Startup insurers that have gone
public in recent years continued to lose money in the third quarter of 2022,
although Oscar Health, Inc., and Clover Health Investments Corp. varied in
their performance on individual financial metrics. Perhaps the most notable
part of the companies’ earnings conference calls, however, was executives’
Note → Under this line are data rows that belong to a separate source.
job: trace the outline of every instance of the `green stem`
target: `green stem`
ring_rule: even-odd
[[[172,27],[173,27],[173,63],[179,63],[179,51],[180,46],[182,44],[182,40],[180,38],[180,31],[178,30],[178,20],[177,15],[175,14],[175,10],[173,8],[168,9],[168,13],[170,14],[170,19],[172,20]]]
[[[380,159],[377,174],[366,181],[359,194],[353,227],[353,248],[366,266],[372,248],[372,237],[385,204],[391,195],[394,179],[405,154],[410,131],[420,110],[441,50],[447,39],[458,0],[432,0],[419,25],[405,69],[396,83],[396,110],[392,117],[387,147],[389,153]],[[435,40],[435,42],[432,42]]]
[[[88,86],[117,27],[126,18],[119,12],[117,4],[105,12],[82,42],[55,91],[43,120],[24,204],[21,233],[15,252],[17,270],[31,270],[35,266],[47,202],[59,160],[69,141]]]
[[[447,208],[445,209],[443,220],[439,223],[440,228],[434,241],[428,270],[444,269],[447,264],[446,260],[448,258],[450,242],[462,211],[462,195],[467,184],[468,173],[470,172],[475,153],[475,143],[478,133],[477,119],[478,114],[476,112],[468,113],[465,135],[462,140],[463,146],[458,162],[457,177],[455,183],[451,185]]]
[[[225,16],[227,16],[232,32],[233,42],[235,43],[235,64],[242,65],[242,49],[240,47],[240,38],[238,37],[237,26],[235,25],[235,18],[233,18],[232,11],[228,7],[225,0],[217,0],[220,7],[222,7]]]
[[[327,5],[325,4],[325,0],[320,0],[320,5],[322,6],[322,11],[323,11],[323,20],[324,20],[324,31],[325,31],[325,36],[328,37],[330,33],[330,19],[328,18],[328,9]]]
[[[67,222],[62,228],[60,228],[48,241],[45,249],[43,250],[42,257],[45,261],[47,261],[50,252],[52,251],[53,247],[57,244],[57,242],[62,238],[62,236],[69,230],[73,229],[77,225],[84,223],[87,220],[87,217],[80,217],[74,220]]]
discussion about decisions to pare down certain books of business amid
profitability and execution struggles.
Clover to downsize direct
contracting business
- Clover Health
executives revealed during their Nov. 7 conference call that the firm
plans to scale back its participation as a Direct Contracting Entity
(DCE) in CMS’s Global and Professional Direct Contracting model, which will
transition into the revamped ACO Realizing Equity, Access, and
Community Health (REACH) Model in January 2023.
- “We have
decided to significantly decrease the total number of participating
physicians,” said Clover President Andrew Toy. “We believe this will
reduce total attributed lives and revenue managed by our ACO by up to
two-thirds. We still expect this business line to have a scale of
approximately $1 billion of annual revenue, and importantly, we very
much believe these adjustments will result in a sustainable business
line with an MCR [medical care ratio] below 100%.”
- To Ari
Gottlieb, principal of the consulting firm A2 Strategy Group, the news
was a positive development for Clover. Gottlieb points out that
Clover’s medical loss ratio (MLR), while still “too high,” dipped well
below 100, and notes that the firm “announced a pretty significant
pruning of their DCE business,” which hadn’t been performing well. “So
maybe we give them some credit,” he concludes.
Oscar reports challenging
quarter
- “The worst performance
in the quarter was Oscar,” Gottlieb suggests, noting that the company
“badly missed” the Wall Street consensus earnings/loss estimate.
- Gottlieb tells
AIS Health that in his opinion, Oscar executives provided “confusing
reasons” for the miss. For example, during Oscar’s Nov. 9 earnings call
Chief Financial Officer Scott Blackley pointed to “higher than expected
distribution costs” that were associated with new exchange members who
signed up during the COVID-19 special enrollment period.
- But Gottlieb
says the insurer’s explanation, which pointed to updated guidance from
CMS that prohibited changing broker compensation midyear, defies logic.
“CMS changed that rule in May. So it doesn’t make sense that Oscar would
have just found out about the regulation shift and had to adjust its
full-year guidance, he says.
- During the
earnings call, CEO Mario Schlosser confirmed that the company has
stopped offering Medicare Advantage plans in New York and Texas. Oscar
also said earlier this year that it will discontinue selling individual
market plans in Arkansas and Colorado.